Além do afeto, a historiadora percebeu que a vida na cozinha e as anotações culinárias são um reflexo do momento histórico e social de um período. Ou seja, para entender tudo isso é preciso olhar para o caminhar da sociedade: por que, durante décadas, as mulheres colavam receitas nas últimas páginas? Por que anotavam os nomes das pessoas ao lado?

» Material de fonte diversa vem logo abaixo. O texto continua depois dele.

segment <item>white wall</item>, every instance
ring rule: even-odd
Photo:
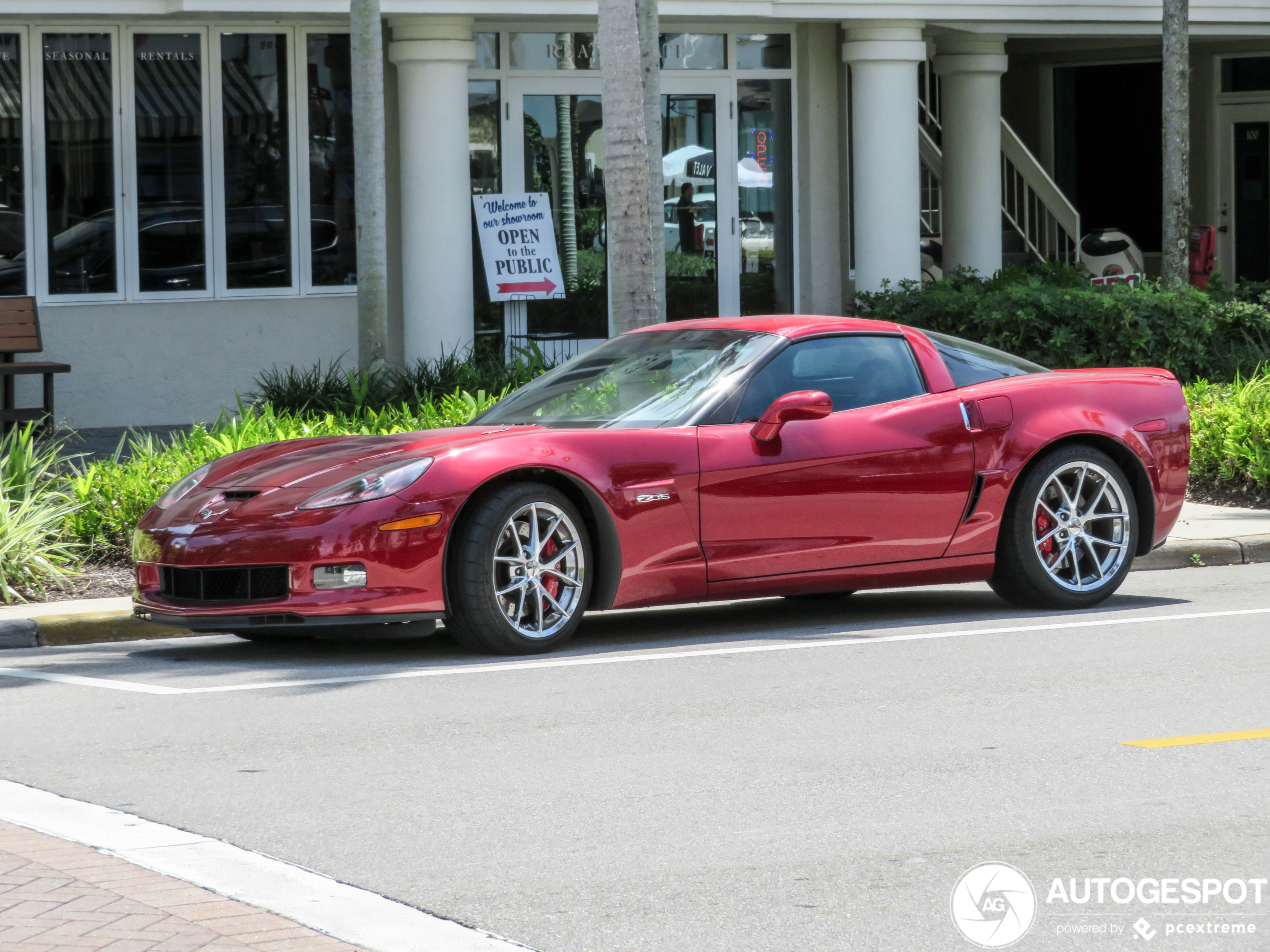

Durante a colonização, nada era registrado e o cozinhar era obrigação das escravas. Mas era algo feito no olho, no saber antigo, na tradição oral passada de mãe para filha. Muito do nosso “modo de fazer” tem influência indígena, africana e portuguesa. Depois do fim da escravidão, em 1888, as coisas mudaram. As famílias se estabeleceram na cidade e ficaram mais distantes da roça, onde o frango era morto de manhã, temperado e assado para o almoço. Outro ponto: se não havia mais escravos, quem iria colocar a mão na massa? Existiam as criadas, claro, mas quem disse que as mulheres sabiam ensiná-las ou mesmo orientá-las sobre o preparo dos pratos? Eram moças de fino trato, educadas para servir aos maridos, e preparar os doces finos, como os delicados camafeus. Foi nesse tempo que surgiram os primeiros livros de culinária e as mulheres passaram a anotar seus aprendizados. Nesse momento, os cadernos se tornaram presente de casamento, dado de mãe para filha. “Outros acontecimentos também modificaram o comportamento na cozinha. Em 1910,
surgiu o primeiro fogão a gás por aqui, no palácio do governo. Então todo barão do café queria ter um fogão assim. Mas nem a esposa nem a criadagem sabiam mexer naquilo”, conta Débora. A companhia de gás trouxe, então, professoras da Europa. Foram elas que ensinaram como usar o novo acessório, a acertar o ponto e o tempo de cozimento. Depois, veio o auge da industrialização e a chegada dos alimentos processados, enlatados e de aparelhos como o liquidificador ou o micro-ondas. Como estratégia de divulgação vieram as
receitas nas latinhas, os livros de refeições preparadas em micro-ondas, e assim por diante – foi dessa maneira que as embalagens foram parar nos cadernos.

De avó para neta

Cozinhar para a família era a rotina de Martha Brandão Cocchiaro, avó da jornalista Liliane Oraggio. Martha morreu em 2008, com 99 anos e meio. Ela morava nos Estados Unidos, para onde se mudou na década de 1960, em busca do sonho americano. “Chegando lá, foi ao mercado e comprou um caderno para passar seu antigo exemplar a limpo. Criou um índice e um anexo, onde colocava os recortes de revistas”, conta Liliane. “Quando chegou aos 80 anos, ela me deu o livro”, conta Lili. “Minha avó nasceu em 1908 e casou aos 18
anos. A vida dela acontecia na cozinha, com o marido e os filhos (três meninos) fazendo as refeições em casa. O caderno de receitas era um reflexo das pessoas com quem convivia, dos lugares que frequentava, das festas a que ia”, diz. E continua: “É muita lembrança”. Um caderno de receitas, enfim, está repleto também de sentimentos e memórias guardadas não
apenas no papel mas dentro da gente.